3.2. Some problems brought about by it
- To learn something new, a state machine is a paradigm shift, and people tend to be resistant and unwilling to step out of their comfort zone.
- The new format
- New Refactoring Techniques
- New debugging tools
- Some people don’t think visualization is useful.
- Unfamiliar coding methods can cause different resistance within the team.
- Although most people have heard of state machines, they are not familiar with them because they are far from them in actual programming.
- Programming mode conversion, many people need to figure out the original code, now how to write, how to map.
- Some will question its effectiveness.
- You have to have someone who has done it and knows it very well.
- If you’ve never used it, using this mode can be overwhelming and intimidating.
3.3. Why aren’t people using it
State machines have been developed for decades and, as mentioned above, are used in a wide variety of scenarios, such as electronics, embedded, gaming, communications, etc.

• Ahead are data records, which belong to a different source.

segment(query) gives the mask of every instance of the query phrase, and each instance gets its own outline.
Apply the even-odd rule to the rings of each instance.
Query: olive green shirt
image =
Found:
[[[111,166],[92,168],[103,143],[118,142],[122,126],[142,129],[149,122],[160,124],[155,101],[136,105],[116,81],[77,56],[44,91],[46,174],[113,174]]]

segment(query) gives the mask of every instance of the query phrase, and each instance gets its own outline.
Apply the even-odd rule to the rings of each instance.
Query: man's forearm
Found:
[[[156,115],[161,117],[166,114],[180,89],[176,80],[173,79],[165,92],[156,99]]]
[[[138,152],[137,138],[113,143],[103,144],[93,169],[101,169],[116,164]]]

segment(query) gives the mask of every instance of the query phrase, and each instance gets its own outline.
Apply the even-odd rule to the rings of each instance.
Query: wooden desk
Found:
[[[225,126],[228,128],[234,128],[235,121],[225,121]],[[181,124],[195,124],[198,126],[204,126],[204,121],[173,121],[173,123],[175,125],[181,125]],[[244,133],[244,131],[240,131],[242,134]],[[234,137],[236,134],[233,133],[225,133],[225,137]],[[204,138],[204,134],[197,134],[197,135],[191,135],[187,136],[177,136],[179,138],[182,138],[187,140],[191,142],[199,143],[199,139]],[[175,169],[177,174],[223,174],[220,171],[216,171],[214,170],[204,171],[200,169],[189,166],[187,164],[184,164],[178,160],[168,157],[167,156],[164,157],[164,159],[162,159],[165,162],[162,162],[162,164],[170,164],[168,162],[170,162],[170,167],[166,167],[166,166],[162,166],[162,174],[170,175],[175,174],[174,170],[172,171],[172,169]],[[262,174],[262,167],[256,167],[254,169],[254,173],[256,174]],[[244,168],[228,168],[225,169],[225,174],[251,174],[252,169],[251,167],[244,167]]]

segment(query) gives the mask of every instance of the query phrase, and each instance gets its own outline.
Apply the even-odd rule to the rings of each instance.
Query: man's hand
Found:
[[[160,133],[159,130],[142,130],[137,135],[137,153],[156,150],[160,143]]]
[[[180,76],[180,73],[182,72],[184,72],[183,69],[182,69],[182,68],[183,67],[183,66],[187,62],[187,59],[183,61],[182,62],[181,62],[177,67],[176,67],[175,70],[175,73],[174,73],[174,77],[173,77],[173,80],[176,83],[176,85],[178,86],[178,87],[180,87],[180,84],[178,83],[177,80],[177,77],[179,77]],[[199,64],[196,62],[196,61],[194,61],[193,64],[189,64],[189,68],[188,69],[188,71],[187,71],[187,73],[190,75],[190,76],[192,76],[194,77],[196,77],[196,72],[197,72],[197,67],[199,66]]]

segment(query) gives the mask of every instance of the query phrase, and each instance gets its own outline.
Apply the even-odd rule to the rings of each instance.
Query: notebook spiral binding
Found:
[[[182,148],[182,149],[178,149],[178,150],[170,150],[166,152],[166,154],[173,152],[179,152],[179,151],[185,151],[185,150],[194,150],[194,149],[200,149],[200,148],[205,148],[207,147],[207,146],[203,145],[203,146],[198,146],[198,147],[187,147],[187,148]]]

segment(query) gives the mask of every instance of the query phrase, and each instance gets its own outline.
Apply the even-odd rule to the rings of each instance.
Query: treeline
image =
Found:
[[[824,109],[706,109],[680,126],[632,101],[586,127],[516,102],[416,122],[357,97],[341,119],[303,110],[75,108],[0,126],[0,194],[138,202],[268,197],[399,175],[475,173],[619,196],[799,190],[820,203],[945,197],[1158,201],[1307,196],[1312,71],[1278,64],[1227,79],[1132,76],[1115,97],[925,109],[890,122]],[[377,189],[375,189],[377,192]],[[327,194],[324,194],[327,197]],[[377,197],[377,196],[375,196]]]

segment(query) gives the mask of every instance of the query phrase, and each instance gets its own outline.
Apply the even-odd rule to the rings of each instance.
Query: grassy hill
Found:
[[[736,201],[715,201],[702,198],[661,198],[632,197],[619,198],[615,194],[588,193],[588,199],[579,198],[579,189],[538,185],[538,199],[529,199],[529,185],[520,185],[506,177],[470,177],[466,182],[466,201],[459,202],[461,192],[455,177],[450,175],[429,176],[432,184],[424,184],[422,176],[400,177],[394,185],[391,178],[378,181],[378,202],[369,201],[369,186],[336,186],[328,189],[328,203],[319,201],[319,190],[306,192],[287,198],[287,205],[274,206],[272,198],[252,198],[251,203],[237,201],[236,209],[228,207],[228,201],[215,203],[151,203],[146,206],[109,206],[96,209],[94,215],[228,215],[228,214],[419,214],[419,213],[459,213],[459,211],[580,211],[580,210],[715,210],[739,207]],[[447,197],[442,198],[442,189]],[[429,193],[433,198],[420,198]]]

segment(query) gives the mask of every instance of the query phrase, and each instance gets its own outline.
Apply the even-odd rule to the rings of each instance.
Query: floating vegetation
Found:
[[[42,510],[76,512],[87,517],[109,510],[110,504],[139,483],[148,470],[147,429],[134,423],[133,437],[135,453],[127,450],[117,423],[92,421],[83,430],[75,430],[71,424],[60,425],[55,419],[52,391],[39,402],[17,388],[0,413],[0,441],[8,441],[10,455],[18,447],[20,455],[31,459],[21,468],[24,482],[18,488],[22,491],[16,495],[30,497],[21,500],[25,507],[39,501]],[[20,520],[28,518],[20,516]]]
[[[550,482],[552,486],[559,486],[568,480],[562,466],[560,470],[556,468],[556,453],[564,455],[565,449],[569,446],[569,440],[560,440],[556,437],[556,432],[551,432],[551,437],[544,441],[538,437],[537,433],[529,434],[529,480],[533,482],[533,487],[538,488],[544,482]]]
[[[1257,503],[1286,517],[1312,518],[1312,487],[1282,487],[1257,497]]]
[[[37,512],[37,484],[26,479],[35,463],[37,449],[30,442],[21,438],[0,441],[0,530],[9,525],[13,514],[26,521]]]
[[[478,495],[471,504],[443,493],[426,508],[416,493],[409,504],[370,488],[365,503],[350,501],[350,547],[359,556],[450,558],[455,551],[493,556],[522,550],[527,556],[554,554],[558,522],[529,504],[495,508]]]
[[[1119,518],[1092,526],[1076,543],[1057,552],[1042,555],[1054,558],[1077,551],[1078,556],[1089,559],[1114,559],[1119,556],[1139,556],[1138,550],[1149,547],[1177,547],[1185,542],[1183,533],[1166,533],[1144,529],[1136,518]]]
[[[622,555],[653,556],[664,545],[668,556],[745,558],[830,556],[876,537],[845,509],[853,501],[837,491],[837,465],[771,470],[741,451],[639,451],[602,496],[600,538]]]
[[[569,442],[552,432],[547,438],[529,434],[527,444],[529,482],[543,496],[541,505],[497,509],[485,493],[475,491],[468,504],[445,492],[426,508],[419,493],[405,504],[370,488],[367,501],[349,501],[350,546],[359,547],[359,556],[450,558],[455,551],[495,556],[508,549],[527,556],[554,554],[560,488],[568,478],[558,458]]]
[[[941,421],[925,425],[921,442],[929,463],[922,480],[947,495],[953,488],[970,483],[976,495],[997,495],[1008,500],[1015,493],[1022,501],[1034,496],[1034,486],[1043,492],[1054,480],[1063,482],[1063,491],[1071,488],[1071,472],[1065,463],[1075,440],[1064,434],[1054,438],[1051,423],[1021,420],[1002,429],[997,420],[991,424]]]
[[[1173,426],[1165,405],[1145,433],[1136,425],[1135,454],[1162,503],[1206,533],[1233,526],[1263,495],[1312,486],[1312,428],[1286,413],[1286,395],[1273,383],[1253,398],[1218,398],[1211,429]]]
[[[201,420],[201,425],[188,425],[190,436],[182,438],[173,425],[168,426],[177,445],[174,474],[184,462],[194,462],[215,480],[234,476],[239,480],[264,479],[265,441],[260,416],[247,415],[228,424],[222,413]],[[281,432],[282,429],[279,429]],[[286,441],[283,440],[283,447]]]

Why is the front end less used?
In addition to some points in the above list of “some problems brought”, I think there are also the following problems caused by:
- Lack of tutorial books: Now search for front-end books or tutorials on state diagrams, and the results will tell you 0. There is very little data (there is a lot of embedded state machine data).
- The “do it the easiest way” mentality: Many people like to use
if/else/switch
To solve the problem. - The “You think you don’t need it” mentality: complexity in every one
flag
Variables and booleans. Just as a frog in warm water does not notice a slow rise in temperature, developers do not notice the creep of complexity. Works fine on some small systems, but gets messy as the system iterates and gets biggerif/else/switch
Statement, which modifies the state of various variables in an attempt to maintain their consistency. It’s like you don’t need a state machine until it’s too late. - Like RxJS, functional programming, everybody knows it’s good, but they just don’t use it.
3.3. Summarize
No solution will solve everything, so find the right scenario. At this point, however, the state machine is really the best tool I’ve seen for solving complex business logic.
If the problems mentioned in the article also happen around you, and can not be completely solved, it is recommended that you can try, maybe you will have a surprise.